Beer makers and German chancellor Angela Merkel mark anniversary of Germany's stringent beer law, which limits brewers to just four ingredients
INGOLSTADT, Germany—To some it’s the real deal, to others it’s a bland brew, but thanks to a 500-year-old rule everybody can be sure what’s in German beer.
Chancellor Angela Merkel was among those toasting the anniversary Friday of a law that allowed only water, hops and malt as ingredients—yeast was added to the list later.
Praising the law at a ceremony in Ingolstadt, southern Germany, Merkel half-jokingly quoted religious reformer and bon vivant Martin Luther, who said that “he who has no beer, has nothing to drink.”
Records have that in 1516 Duke William IV of Bavaria signed a beer purity law in the city that was eventually adopted throughout Germany. It’s still on the books, albeit with some exceptions, today.
The law originally stipulated that only barley should be used for beer. Other grains, such as wheat, were considered too valuable as food to be turned into beverages, according to Nina Anika Klotz, editor of beer magazine Hopfenhelden.
Another argument was consumer protection: brews that contained ingredients such as fungus and herbs sometimes had “quite undesirable results,” said Klotz.

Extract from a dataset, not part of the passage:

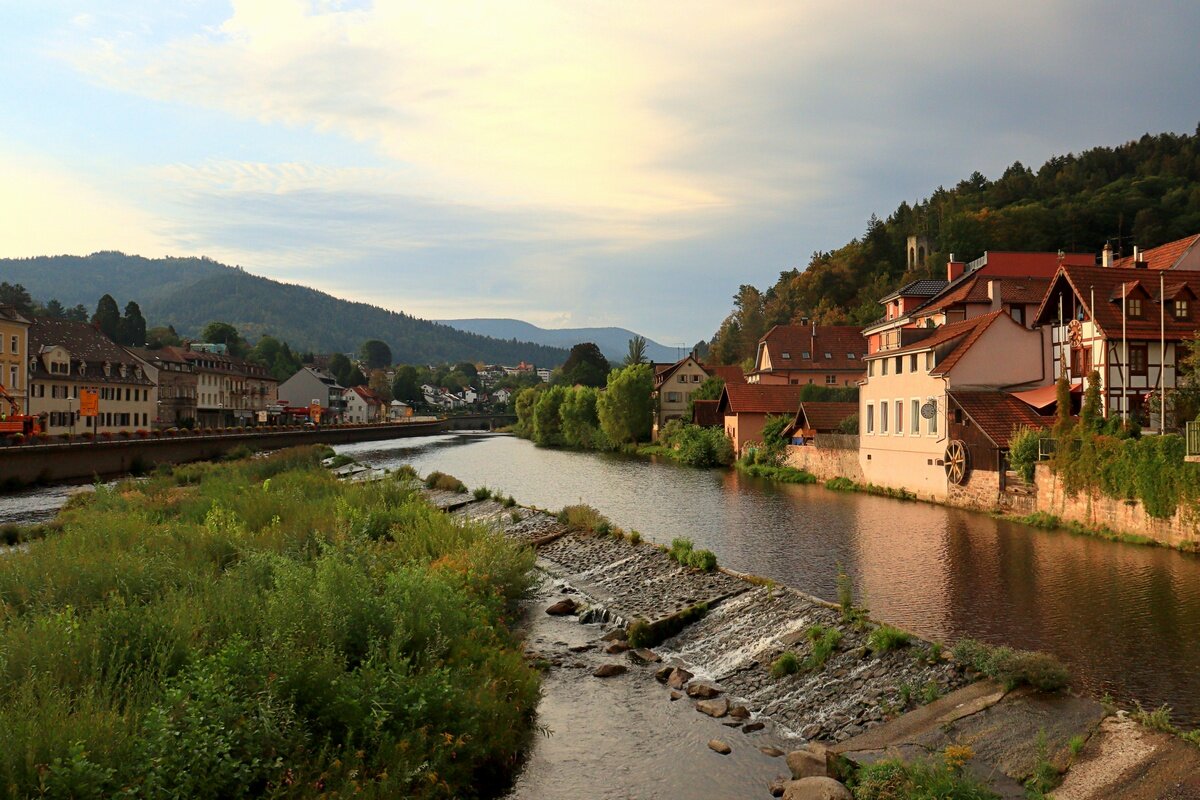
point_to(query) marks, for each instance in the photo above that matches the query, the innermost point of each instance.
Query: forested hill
(1144, 193)
(190, 293)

Critics say the so-called Reinheitsgebot—whose name means divine commandment in German—is little more than a marketing trick dreamed up in the early 20th century to promote German beer against foreign competitors.
While brewers in neighbouring Belgium merrily make beers containing coriander and orange peel, for example, such ingredients are theoretically “verboten” in Germany. This has proved particularly frustrating for a young guard of craft beer enthusiasts trying to break into the German market.
But some old-fashioned brewers feel stifled by the law, too.
Helmut Fritsche, owner of Klosterbrauerei Neuzelle brewery some two hours west of Berlin, started what became known as the Brandenburg Beer War after authorities ruled that his black beer was illegal because it contained sugar.
“We fought for ten years,” he said. “Fought with the federation of brewers, with the state government, until the highest administrative court in 2005 decided that our black beer, that includes a pinch of sugar, could be called beer.”
Fritsche now brews many beers with added natural ingredients, such as cherries, asparagus and even potatoes.
“What do we want beer as a product to represent? We want it to represent flavour. And we shouldn’t inhibit the variety of flavours. Of course we should never add ingredients that are dangerous to humans,” he said.
Fresh ideas may be needed if German brewers don’t want their income to dry up.
While Germans are still ranked second—just after the Czechs&mdahs;annual beer consumption per capita has fallen from 141 litres in 1991 to 98 litres last year.
At least one novelty seems to have the blessing of mainstream breweries, though. Last year, the share of alcohol-free beer rose to 5.6 per cent from 5.4 per cent in Germany thanks to its growing popularity among consumers.